Yeni Üyelik
3.
Bölüm

".3."

@berivan_elaltunbay

Söylemeye karar verdim.

Geciktirmenin bir anlamı yoktu çünkü.

"Ezgi sen bana numaranı ver başka bir gün buluşup konuşalım her şeyi. Ne dersin?" dedim ben de Ezgi'ye.

Çünkü ona güveniyordum ve böyle ayak üstü de konuşmak istemiyorum.

Lisedeyken onun da söylediği gibi yakın arkadaştık. Ama ben en sonki kavgada sicilime disiplin suçu işlenmesin diye başka okula gitmek zorunda kaldım, Ali amcamın diktatörlüğü sonucu.

Ezgi ile de pek görüşemedik. Telefondan falan haberleşiyorduk. Ama benim telefonum çalındıktan sonra numaralar da gitti. O yüzden irtibatımız da kesildi maalesef.

"Olur tabi. Hatta çok daha iyi olur." dedi gülümseyerek. Ve numarasını yazması için uzattığım telefonumu aldı.

Numarasını yazdı ve kendini çaldırdı.

Yaklaşık beş dakika sonra polisler geldi.

Bir memur yanımıza gelip "Mahalleli mi bu hale getirdi bu adamı?" dedi.

Ezgi'nin arkadaşı "Hayır memur bey. Deniz, yani bu hanımefendi bizi kurtardı. Başka kimse dönüp bakmadı bile." dedi.

Bana dönen polise askeri kimliğimi gösterip "Memur bey ben üsteğmen Deniz Taşkıran. Ezgi de benim arkadaşım olur. İfade falan ne gerekiyorsa burada halledin. Karakola gitmeye gerek kalmasın." dedim.

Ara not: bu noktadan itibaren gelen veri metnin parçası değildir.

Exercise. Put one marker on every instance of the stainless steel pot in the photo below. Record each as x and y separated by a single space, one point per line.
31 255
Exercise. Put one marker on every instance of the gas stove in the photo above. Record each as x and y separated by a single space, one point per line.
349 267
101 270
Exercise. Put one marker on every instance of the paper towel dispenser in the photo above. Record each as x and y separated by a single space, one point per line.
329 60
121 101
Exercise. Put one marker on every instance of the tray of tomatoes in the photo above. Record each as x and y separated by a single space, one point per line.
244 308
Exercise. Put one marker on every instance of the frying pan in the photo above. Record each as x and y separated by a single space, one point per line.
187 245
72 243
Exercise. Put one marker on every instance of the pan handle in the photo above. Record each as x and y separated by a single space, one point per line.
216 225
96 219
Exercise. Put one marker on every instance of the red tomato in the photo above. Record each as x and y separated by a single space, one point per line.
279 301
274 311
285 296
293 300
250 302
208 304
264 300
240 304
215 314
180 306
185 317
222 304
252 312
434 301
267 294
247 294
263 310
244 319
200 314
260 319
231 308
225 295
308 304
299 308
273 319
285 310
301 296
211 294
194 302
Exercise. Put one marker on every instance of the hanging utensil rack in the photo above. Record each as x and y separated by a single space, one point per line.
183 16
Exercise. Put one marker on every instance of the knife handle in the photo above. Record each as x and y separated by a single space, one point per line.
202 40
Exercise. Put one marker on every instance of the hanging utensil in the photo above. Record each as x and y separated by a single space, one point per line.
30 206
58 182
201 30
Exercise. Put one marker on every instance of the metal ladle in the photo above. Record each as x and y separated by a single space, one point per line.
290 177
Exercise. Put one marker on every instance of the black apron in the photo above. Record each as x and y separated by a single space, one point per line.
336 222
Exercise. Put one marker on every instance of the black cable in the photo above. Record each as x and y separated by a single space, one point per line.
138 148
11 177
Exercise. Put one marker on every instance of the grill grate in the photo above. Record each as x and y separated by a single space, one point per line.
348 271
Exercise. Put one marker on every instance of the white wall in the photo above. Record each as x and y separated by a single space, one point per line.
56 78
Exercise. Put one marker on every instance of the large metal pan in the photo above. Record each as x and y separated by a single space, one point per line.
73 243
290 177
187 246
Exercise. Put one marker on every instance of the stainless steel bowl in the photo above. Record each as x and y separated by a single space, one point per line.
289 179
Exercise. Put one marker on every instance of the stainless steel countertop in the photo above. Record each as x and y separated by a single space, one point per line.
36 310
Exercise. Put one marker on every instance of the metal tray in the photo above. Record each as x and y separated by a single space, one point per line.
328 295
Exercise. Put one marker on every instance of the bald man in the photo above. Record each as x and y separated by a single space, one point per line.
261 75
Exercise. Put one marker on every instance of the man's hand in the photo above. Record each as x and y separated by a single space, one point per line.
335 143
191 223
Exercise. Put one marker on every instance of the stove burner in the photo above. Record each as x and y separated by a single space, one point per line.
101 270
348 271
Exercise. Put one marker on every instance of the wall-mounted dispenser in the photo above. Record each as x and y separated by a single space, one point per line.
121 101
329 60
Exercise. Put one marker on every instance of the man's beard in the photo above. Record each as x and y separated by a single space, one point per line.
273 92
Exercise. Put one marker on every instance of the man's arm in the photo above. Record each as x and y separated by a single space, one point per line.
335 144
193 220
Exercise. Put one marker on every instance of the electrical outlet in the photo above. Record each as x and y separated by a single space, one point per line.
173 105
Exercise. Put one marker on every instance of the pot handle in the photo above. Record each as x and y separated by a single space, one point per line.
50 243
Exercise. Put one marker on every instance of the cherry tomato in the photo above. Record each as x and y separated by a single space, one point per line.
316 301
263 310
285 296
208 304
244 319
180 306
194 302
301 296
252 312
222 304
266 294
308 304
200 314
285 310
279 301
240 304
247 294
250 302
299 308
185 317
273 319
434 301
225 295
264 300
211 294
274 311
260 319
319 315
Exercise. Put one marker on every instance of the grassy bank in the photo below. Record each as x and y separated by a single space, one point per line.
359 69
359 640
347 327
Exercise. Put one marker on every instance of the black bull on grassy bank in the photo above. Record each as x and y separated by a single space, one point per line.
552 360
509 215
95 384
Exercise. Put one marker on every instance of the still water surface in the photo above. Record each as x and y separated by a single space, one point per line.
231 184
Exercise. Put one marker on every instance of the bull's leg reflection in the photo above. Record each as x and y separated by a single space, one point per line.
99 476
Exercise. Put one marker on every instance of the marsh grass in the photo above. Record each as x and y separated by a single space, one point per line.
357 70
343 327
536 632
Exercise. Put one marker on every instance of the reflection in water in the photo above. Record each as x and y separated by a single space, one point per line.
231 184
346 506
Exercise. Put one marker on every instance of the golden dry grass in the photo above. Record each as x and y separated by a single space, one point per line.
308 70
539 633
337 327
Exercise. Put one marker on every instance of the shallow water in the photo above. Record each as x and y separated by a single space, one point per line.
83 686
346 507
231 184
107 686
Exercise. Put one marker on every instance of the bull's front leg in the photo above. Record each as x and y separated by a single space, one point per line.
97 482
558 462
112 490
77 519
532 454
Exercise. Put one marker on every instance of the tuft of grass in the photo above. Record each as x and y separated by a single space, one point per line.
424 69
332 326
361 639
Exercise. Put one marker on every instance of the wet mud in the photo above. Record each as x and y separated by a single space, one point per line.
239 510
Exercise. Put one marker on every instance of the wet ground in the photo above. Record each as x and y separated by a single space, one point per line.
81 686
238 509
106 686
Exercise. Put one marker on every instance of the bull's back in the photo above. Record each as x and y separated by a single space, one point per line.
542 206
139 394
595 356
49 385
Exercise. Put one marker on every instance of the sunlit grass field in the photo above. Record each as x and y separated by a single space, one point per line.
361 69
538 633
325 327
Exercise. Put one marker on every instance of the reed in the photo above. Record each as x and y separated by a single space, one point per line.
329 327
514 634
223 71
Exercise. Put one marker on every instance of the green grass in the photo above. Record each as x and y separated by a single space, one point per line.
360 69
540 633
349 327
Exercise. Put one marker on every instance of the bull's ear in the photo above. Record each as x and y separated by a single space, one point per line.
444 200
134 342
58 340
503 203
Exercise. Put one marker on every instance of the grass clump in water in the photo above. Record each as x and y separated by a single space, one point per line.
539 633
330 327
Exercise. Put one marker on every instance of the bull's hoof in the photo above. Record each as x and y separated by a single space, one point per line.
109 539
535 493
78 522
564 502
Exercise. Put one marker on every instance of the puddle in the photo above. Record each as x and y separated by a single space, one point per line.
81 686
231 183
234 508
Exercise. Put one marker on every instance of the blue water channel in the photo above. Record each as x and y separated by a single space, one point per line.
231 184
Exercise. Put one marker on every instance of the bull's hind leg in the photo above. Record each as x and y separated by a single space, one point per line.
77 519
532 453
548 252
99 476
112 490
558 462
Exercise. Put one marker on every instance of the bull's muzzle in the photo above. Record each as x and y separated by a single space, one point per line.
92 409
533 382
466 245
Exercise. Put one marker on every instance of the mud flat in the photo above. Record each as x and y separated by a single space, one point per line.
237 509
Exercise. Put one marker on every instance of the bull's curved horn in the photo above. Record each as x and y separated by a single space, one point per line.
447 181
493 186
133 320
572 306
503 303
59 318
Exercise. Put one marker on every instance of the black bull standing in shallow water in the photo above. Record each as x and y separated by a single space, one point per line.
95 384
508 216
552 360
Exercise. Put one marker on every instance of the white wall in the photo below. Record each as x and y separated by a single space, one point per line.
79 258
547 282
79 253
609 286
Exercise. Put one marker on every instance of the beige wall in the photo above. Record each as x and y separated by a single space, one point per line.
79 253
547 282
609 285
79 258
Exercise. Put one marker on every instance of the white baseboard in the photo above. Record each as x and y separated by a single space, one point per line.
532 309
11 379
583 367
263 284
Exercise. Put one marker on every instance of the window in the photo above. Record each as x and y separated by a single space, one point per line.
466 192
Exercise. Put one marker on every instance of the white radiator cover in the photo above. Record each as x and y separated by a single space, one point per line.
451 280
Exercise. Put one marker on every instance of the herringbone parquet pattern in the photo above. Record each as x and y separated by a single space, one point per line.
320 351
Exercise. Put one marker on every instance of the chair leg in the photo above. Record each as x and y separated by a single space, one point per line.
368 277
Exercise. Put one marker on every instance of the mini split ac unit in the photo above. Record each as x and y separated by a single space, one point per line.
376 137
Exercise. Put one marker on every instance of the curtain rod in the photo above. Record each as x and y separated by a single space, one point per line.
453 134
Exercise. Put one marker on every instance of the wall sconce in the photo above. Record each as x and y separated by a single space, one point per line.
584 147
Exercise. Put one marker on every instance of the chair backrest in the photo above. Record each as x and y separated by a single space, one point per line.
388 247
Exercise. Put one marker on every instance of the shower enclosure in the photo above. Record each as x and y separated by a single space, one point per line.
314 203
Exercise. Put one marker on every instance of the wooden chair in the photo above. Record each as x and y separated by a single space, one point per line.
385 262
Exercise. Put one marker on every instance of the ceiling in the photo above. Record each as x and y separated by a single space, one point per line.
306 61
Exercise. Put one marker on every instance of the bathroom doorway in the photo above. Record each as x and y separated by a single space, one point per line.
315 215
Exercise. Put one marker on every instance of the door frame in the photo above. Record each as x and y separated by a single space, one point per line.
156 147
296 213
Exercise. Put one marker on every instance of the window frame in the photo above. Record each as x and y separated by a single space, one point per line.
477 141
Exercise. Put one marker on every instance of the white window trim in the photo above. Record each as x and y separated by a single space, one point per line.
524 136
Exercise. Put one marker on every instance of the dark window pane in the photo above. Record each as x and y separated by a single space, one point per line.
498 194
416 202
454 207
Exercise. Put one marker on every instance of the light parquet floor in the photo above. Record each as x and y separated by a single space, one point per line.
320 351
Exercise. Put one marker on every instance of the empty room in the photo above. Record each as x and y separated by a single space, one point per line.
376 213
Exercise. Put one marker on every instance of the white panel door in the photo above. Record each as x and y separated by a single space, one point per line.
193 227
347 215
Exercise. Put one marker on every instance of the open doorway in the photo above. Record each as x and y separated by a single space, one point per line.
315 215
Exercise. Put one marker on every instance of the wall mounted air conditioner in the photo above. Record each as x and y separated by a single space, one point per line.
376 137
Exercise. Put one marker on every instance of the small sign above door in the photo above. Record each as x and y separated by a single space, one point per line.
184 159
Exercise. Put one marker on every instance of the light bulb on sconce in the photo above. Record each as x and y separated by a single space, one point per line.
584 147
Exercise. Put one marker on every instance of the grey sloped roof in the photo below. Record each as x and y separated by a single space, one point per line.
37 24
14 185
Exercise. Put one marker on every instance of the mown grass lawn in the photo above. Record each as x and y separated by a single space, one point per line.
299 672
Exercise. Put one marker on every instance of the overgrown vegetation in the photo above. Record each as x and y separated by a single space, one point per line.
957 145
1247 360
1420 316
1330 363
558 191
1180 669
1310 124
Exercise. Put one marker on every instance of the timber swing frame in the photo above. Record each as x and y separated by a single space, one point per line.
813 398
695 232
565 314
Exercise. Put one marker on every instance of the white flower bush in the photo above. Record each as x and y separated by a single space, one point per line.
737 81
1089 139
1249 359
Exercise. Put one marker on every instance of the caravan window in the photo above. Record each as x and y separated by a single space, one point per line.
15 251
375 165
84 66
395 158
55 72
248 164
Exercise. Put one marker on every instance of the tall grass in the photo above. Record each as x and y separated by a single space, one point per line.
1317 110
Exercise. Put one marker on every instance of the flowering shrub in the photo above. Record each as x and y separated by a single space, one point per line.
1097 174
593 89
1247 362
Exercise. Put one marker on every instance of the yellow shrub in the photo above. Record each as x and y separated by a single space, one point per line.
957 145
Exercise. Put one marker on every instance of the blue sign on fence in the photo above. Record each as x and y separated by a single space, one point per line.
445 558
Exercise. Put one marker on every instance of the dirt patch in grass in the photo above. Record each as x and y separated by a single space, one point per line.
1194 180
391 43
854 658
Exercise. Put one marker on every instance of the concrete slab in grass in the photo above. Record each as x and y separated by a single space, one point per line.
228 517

"Olur, şimdi söylerim arkadaşlara. Burda hallederler." dedi ve yanımızdan uzaklaştı.

O gidince de Ezgi yanıma gelip "Demek hayaline ulaştın." dedi. Gözlerindeki mutluluğu gördüm.

İşte benim arkadaşım.

Görüşmeyeli yıllar olmasına rağmen bana verdiği değer hiç eksilmemişti.

"Hayalimi gerçekleştirmek için en önemli adımı tamamladım diyelim." dedim ben de gülümseyerek.

"Neler oldu neler bitti gerçekten merak ediyorum. En yakın zamanda görüşmemiz gerekiyor." dedi o da.

"Haftasonu iznimi kullanırsam mutlaka görüşeceğiz." dedim ben de.

Sonra da "Neyse benim halletmem gereken işlerim var. Sonra da karakola geçeceğim. Siz de ifadenizi verip dikkatli bir şekilde gidersiniz." dedim.

"Olur. Görüşürüz. Ve tekrar teşekkürler." diyip sarıldı bana.

Ben de ona sarılıp "Teşekkürlük bir şey yok. Yapmam gerekeni yaptım sadece." dedim ben de.

Sonra arkadaşının da elini sıktım ve "Başka gün daha iyi bir şekilde tanışırız umarım. İyi günler." dedim.

Sonra da eczaneye gidip almam gereken her şeyi fazlasıyla aldım ne olur ne olmaz diye.

Aldıklarımı arabaya yükledikten sonra da tekrar karakolun yolunu tuttum.

Bizim karakolun sınırlarındaki köyün çıkışına yakın olan yerde bir grup teröristin köye girmeye çalışan bir minibüsü rehin almaya çalıştığını gördüm.

Aslında müdahale etmesine ederdim de hem yanımda pek cephane yoktu. Hem de yolculara zarar verirlerdi bu şerefsizler.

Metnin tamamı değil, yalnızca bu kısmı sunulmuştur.